Despite the lack of international approbation, Russian troops continue to occupy the two Georgian regions, and Moscow still frequently violates the ceasefire agreement formed back in 2008.
The history of the region is complex. When the Soviet Union collapsed in 1991, Georgia declared its independence. Yet the separatist desires of some in Abkhazia and South Ossetia left Georgia struggling to exert its sovereignty in those regions. Nonetheless, the international community—including Russia, up until its 2008 invasion—has consistently recognized those territories as being part of Georgia.
In the 1990s, fighting between Georgian troops and the separatists of South Ossetia and Abkhazia eventually brought ceasefire agreements. One result was that Russian peacekeeping forces were deployed to both regions.

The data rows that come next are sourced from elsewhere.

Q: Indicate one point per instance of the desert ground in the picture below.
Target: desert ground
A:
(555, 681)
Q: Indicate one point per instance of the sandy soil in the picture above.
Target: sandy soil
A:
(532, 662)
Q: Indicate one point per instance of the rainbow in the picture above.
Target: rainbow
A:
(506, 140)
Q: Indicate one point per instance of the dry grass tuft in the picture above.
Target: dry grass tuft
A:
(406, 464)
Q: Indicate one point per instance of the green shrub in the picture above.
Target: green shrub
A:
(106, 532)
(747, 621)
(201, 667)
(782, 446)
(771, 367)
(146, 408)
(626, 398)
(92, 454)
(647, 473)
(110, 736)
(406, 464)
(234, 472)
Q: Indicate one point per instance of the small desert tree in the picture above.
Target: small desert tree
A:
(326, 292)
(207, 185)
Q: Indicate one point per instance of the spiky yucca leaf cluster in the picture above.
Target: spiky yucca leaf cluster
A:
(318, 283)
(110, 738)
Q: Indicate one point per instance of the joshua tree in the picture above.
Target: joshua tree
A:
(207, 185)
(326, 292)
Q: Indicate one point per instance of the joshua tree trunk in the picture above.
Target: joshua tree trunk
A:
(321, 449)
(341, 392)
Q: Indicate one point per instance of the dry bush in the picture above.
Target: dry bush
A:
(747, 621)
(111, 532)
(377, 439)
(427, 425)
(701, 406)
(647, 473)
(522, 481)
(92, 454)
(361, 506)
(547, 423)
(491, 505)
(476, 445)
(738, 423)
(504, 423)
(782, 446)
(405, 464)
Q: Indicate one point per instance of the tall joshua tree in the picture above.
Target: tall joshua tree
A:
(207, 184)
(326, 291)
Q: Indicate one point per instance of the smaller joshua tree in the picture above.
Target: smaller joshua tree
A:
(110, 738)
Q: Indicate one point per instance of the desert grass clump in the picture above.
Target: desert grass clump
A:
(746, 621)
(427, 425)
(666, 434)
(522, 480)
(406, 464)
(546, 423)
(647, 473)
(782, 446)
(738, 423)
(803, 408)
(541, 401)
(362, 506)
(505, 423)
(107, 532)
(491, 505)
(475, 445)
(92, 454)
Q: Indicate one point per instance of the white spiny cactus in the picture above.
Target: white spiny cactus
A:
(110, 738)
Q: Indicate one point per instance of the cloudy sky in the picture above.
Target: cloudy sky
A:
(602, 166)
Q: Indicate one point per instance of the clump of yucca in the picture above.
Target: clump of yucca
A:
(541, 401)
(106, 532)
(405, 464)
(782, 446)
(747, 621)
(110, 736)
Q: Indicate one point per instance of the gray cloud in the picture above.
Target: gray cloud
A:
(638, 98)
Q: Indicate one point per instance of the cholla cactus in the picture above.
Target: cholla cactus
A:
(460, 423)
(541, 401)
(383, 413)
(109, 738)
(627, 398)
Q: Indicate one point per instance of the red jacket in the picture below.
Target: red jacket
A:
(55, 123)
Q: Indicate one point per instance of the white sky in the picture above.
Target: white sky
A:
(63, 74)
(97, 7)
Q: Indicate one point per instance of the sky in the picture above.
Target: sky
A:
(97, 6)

Still, the situation in the two regions remained tense. It finally boiled over on August 7, 2008. While the world was fixated on the Beijing Summer Olympics, Russia invaded Georgia.
Moscow paired a sophisticated cyber-attack that weakened Georgia’s internal systems, with a conventional invasion force of thousands of troops and hundreds of armored vehicle and tanks. Russian troops even advanced within mere miles of the capital Tbilisi and bombed the civilian airport there.
Despite the war lasting only five days, the loss was tremendous. Hundreds were killed, and many villages in South Ossetia and Abkhazia were destroyed. Russian troops also looted ethnic Georgians’ homes and set them aflame.
On August 12, 2008, Russia finally agreed to a six-point ceasefire brokered by a European Union delegation led by then-French president Nicolas Sarkozy. However, even a decade after signing the agreement, Russia is still in violation of its terms.
For instance, two weeks after agreeing to the ceasefire, Russia went even further—it recognized South Ossetia and Abkhazia as independent states.
The effects of the war are still felt today. Hundreds of thousands of ethnic Georgians remain displaced from their homes. Families remain separated because of Russia’s “borderization” policy for the two regions.
Russia continues to violate the ceasefire and pursues a policy of “creeping annexation.” For instance, since 2008, on at least fifty-six occasions, Russia has brought additional Georgian territory under occupation, according to research by The Heritage Foundation.
In places like Afghanistan and Iraq, Georgia has been a strong ally for the United States. It also works closely with the North Atlantic Treaty Organization. To help this reliable friend defend its airspace and borders, America last year provided Tbilisi with the Javelin anti-tank missiles and Stinger air-defense systems. Washington should supplement this military assistance with additional weaponry for Georgia.
The United States also should encourage the four nations siding with Russia to withdraw their recognition of South Ossetia and Abkhazia as independent and realign their policy with that of the international community.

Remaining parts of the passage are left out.